The returns are concentrated mainly in Khartoum, Sudan’s capital, and in the neighboring Al Jazirah state, which was among the hardest hit during the peak of the conflict that erupted on April 15, 2023. At the height of the fighting, approximately 12 million people fled the most heavily affected areas, including Al Jazirah, Khartoum, Sennar, and Kordofan. Of those, an estimated 4.5 million crossed into neighboring countries, with Egypt, South Sudan, and Chad absorbing the largest numbers. An additional 9 million were internally displaced within Sudan’s borders.
The infrastructure those returnees are going back to barely exists. Homes are destroyed or occupied. Water systems are non-functional. Hospitals and clinics lack staff, medication, and equipment. Schools have been turned into makeshift military positions or simply abandoned. Agricultural land in Al Jazirah, historically one of Sudan’s most productive farming regions and the breadbasket that fed much of the country, was severely disrupted during the fighting, with irrigation systems and storage facilities damaged or destroyed.
International aid agencies operating in Sudan have consistently warned that the scale of need exceeds the resources available. Access for humanitarian workers remains dangerously restricted in many parts of the country, with both the SAF and RSF accused of blocking aid convoys and interfering with delivery. The UN’s World Food Program has said that famine conditions have taken hold in multiple regions of Sudan, making it one of the worst food security crises anywhere on Earth.

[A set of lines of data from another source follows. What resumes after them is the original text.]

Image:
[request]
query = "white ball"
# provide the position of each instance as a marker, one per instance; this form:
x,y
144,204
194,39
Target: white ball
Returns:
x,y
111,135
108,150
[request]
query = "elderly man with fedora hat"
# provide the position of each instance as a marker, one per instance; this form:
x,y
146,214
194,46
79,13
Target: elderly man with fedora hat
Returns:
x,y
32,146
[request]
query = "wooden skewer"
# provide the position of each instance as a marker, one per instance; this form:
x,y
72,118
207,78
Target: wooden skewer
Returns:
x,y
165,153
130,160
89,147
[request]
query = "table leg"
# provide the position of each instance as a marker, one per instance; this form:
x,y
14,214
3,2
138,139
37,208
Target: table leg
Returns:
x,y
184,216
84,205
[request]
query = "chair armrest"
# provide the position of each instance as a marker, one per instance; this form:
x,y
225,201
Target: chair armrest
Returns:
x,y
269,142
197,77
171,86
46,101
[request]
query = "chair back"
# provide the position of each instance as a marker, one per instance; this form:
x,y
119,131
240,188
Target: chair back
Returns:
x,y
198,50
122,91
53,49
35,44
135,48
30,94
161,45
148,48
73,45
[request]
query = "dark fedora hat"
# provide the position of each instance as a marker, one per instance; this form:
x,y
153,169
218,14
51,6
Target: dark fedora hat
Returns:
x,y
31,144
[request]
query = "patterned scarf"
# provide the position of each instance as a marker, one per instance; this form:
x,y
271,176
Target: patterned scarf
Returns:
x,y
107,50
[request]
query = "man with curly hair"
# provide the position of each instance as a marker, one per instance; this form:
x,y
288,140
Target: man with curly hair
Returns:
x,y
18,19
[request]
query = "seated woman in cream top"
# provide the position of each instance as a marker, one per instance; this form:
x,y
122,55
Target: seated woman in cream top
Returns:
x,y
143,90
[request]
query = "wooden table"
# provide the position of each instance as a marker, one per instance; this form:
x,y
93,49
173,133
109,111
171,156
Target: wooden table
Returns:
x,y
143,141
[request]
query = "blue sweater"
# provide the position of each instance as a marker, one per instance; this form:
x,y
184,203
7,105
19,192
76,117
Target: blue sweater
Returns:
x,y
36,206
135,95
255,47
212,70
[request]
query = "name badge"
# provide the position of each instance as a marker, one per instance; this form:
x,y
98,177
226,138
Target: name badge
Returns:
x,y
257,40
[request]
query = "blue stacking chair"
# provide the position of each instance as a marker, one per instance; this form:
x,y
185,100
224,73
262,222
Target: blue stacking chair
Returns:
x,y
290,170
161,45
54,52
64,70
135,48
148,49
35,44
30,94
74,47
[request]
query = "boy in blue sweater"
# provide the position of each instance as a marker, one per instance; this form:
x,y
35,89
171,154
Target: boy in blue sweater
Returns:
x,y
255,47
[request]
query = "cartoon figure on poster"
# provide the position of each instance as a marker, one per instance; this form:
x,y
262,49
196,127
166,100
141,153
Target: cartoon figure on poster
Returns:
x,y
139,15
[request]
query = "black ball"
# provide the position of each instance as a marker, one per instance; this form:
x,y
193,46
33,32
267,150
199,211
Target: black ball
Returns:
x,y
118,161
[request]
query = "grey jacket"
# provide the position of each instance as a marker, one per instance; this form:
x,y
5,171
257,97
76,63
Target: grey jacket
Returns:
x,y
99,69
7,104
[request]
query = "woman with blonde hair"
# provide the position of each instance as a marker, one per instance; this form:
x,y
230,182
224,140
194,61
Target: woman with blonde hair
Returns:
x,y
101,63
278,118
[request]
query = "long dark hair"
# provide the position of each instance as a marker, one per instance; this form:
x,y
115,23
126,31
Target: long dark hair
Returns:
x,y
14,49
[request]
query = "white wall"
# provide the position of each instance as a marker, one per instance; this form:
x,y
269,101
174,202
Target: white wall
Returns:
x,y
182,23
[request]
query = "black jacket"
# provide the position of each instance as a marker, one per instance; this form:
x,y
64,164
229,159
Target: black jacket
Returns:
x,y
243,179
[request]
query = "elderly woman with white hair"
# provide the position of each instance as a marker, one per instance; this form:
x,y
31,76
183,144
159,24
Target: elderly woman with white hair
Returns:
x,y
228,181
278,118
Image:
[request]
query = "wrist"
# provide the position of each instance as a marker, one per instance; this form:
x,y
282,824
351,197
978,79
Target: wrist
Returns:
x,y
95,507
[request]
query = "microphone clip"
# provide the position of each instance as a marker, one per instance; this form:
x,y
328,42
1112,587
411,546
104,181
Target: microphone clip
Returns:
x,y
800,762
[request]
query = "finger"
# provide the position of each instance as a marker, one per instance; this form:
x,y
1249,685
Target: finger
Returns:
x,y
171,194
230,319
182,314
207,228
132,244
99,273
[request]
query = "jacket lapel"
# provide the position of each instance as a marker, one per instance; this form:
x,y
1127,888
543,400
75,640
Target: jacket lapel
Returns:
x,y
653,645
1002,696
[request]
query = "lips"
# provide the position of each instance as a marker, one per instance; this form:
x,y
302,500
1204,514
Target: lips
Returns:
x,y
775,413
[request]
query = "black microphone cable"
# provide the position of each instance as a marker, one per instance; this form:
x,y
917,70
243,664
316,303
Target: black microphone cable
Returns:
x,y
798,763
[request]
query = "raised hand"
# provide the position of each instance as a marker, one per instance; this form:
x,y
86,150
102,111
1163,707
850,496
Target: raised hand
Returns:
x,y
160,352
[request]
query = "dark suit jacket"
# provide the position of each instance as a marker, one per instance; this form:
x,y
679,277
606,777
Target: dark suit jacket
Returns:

The political situation offers little hope for rapid resolution. The SAF and RSF have both rejected calls for a permanent ceasefire, and international mediation efforts led by the African Union, the United States, and Saudi Arabia have so far failed to produce a durable agreement. Without a political settlement, the conditions that created the displacement continue unchanged, meaning that returnees face not just destroyed infrastructure but the ongoing possibility of renewed violence.
For the countries hosting Sudanese refugees, the humanitarian burden is significant. Egypt, which received the largest number of Sudanese refugees across international borders, is itself navigating economic pressures stemming from the global energy shock and persistent currency challenges. South Sudan, still recovering from its own civil conflict, lacks the resources to adequately support the Sudanese displaced within its territory. Chad, one of the poorest countries in the world, has hosted hundreds of thousands of Sudanese refugees in camps near the border for years without adequate international support.
Kenya has raised the issue in regional forums, calling for a more coordinated African response to the Sudan crisis that goes beyond statements of concern to concrete commitments on financing, refugee hosting, and diplomatic pressure on the warring parties. Whether that call gains traction among African governments preoccupied with their own economic and security challenges remains to be seen. For the millions of Sudanese who have returned home to find it destroyed, the answer cannot come soon enough.